4. Manu Chao — Proxima Estacion: Esperanza
As worldbeat heroes go, Chao’s first impression is a touch lightweight, both in the buoyancy of his melodies and the skip-lilt of his reggae. But that’s just your inner puritan dictating aesthetic terms–effervescence this wholly felt can’t be earned, only snatched as a birthright, and this Paris-born Barcelona resident (dad Galician, mom Basque) comes by his rootless cheer honestly. Sun-baked, smoked-out, tuned-in, his frisky lope allows the ten-piece Radio Bemba Sound System to roam from ska to Europop to whathaveyou as blithely as Chao drifts from Arabic to English to French to Galician to Portuguese to Spanish. And if “Next Station: Hope” strikes you as a hokey title, it’s named for an actual Madrid metro stop.
3. The Coup — Party Music
Funk not “beats,” politics not “protest,” the former a livelier variant of the Oaktown bounce that Dre profitably deflated, the latter as staunchly leftist and militant as PE, but a quantum more humanist. Oh, and did I mention the jokes? Integral to the funk and politics both. Capital and its attendant ism may have plenty to offer hip-hop superstars, but consumers who suspect the excess ain’t trickling down to them anytime soon are directed toward “5 Million Ways to Kill a CEO,” which does not include hijacked commercial flights (and doesn’t explicitly exclude execs in do-rags). Long-distance dedication to my niece: “Princesses are evil/ The way they got there was they killed people.”

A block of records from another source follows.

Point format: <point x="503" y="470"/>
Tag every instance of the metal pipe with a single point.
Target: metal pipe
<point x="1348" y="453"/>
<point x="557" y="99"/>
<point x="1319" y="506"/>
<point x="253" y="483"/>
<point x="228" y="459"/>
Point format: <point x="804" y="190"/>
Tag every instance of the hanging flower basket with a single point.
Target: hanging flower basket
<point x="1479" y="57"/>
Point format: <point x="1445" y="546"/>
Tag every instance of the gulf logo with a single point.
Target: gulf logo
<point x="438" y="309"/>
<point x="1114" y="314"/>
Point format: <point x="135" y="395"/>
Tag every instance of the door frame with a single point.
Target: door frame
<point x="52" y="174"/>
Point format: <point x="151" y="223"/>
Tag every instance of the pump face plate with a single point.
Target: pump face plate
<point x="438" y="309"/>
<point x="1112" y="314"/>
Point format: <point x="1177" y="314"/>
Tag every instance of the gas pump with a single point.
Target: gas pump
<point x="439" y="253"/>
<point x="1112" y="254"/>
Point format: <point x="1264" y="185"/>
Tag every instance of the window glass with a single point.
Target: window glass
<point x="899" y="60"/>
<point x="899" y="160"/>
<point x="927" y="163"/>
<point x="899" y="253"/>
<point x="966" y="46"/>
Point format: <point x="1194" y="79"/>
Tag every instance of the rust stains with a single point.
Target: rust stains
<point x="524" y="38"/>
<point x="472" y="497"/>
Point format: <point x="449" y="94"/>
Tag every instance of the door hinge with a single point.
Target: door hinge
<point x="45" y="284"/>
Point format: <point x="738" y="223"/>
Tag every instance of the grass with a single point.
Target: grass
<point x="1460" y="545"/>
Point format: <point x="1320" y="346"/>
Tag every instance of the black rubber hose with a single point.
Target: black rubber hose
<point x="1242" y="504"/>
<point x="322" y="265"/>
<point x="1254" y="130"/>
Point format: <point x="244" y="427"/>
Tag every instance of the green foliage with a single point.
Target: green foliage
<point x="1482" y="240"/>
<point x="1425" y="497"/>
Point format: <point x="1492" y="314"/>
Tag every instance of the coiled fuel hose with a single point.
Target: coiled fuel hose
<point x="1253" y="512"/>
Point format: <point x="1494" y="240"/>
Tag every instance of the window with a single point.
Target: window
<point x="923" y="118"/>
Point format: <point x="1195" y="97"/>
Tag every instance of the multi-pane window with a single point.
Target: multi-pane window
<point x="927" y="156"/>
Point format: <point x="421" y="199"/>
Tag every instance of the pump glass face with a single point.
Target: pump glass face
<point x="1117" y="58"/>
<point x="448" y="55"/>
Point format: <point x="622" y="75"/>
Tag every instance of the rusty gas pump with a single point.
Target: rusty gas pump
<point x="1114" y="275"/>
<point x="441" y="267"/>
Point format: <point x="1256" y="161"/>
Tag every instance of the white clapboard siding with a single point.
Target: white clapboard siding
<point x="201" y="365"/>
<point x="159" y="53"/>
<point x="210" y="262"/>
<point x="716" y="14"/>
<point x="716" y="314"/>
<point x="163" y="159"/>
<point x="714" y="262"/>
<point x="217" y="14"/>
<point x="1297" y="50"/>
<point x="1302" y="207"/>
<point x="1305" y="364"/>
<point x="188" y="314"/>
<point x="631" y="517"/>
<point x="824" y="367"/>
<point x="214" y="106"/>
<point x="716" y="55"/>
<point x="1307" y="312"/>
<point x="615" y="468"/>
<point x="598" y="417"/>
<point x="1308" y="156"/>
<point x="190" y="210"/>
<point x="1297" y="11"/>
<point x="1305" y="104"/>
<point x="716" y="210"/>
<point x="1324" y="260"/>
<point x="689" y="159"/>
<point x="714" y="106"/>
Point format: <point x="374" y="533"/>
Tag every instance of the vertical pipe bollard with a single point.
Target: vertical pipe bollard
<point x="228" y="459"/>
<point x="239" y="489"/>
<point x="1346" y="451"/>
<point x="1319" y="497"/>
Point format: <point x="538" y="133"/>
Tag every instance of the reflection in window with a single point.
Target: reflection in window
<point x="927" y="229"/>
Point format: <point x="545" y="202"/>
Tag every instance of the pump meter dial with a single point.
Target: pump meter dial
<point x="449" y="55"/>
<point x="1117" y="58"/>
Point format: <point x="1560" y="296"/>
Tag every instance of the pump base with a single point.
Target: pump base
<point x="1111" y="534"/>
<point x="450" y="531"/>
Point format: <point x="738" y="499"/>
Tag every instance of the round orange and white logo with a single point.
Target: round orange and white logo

2. The White Stripes — White Blood Cells
Maybe Jack White’s lyrics didn’t specifically address the non-sibling drummer he divorced, but the more he faked his past the more likely we were to hear them that way. White’s shaken faith in old-fashioned monogamy raises the question left unsolved ever since: Is the Edmund Burke of garage revivalism a principled romantic bucking slippery modern mores or just a prematurely old fart who fetishizes artistic and philosophic limitations? Answer as you will–I’m not about to second-guess the greatest rock singles act of the ’00s, a minimalist art project disguised as an arena rock band and pretending to slowly metamorphose into the reverse.
1. Bob Dylan — “Love and Theft”
Oh, he saw it coming all right — if by “it” you mean a generic American vision of apocalypse as gnomic slapstick, a gag he’d run with ever since he pretended he was faking the folk. The aural shadow play into which Bob crept on Time Out of Mind was a masterful impersonation of “Dylan” the canonic wise man; L&T’s one-liners, shored up imagist shards, and quick-stepping blues shuffle resurrected Dylan the comic wise ass, the true incarnation of his genius, and made good on his ’90s foray into roots archaeology. “You’ve always got to be prepared/ But you never know for what”? That would’ve been good advice even if 9/11 had just been another release date.